Applicant and Respondent married in 1993 and divorced in 1996. They remarried in 1997, and again divorced in 1999. Two children were born during their ﬁrst marriage. According to an agreement reached during the second divorce, both Applicant and Respondent are joint custodians of the children, who live with Applicant. Applicant moved to Cape Town, and applied to the court for sole custody of the children. Applicant argued that it was impossible to have joint custody while he lived in Cape Town. Respondent countered that it was unlawful for Applicant to move to Cape Town without her consent. Moreover, she claimed that he did so with the intention of frustrating her right to joint custody.

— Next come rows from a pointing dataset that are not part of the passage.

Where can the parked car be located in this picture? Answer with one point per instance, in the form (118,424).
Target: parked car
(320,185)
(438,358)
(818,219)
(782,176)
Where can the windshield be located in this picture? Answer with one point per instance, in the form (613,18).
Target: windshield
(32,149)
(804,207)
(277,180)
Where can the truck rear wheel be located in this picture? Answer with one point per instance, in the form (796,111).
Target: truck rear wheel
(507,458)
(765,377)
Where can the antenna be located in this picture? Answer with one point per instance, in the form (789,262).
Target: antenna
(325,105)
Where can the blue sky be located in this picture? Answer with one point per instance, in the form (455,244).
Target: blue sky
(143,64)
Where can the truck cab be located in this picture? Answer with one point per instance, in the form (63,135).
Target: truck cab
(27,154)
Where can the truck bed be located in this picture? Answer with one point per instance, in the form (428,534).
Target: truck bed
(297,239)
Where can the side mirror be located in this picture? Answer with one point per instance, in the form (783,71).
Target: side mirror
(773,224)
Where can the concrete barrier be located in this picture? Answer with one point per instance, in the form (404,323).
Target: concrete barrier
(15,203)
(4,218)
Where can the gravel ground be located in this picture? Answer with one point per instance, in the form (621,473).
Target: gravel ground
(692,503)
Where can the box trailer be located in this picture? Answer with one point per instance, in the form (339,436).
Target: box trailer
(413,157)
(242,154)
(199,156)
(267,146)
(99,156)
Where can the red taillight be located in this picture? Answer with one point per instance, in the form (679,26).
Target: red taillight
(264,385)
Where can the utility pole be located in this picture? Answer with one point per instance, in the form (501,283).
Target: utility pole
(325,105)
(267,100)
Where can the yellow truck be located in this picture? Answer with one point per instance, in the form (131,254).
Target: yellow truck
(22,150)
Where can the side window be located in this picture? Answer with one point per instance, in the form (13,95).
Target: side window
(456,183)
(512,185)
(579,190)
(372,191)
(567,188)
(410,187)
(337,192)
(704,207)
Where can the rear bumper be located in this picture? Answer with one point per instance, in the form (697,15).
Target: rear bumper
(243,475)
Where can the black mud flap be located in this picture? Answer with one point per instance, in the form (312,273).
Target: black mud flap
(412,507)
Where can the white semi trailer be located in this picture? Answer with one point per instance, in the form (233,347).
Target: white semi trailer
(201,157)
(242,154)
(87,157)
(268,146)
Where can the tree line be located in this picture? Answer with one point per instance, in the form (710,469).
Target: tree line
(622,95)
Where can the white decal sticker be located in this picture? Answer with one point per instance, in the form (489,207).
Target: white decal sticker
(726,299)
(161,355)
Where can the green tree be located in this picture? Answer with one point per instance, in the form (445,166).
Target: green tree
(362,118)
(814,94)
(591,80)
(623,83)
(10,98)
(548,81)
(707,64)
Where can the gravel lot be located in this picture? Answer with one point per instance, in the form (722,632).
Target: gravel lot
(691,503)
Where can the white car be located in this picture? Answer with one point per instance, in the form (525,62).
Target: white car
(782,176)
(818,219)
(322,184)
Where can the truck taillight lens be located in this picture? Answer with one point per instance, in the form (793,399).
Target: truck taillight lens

The Court noted that joint custody is intended to establish a strong personal relationship between children and both parents. It provides parents with the opportunity to remain involved in their children’s lives, and assures children that they are wanted and loved by both parents. If both parents are ﬁt for custody, they should have an equal say in raising their children. In addition to promoting the best interests of the children, joint custody enhances gender equality.
The Court dismissed the petition for sole custody, and maintained the joint custody agreement. The Court noted that Respondent’s application regarding access was only partly granted. While Respondent sought extended access, she was granted access only for (i) every short school holiday, (ii) half of every long school holiday, (iii) daily telephone communications, (iv) one weekend every two months, and (v) every other long weekend.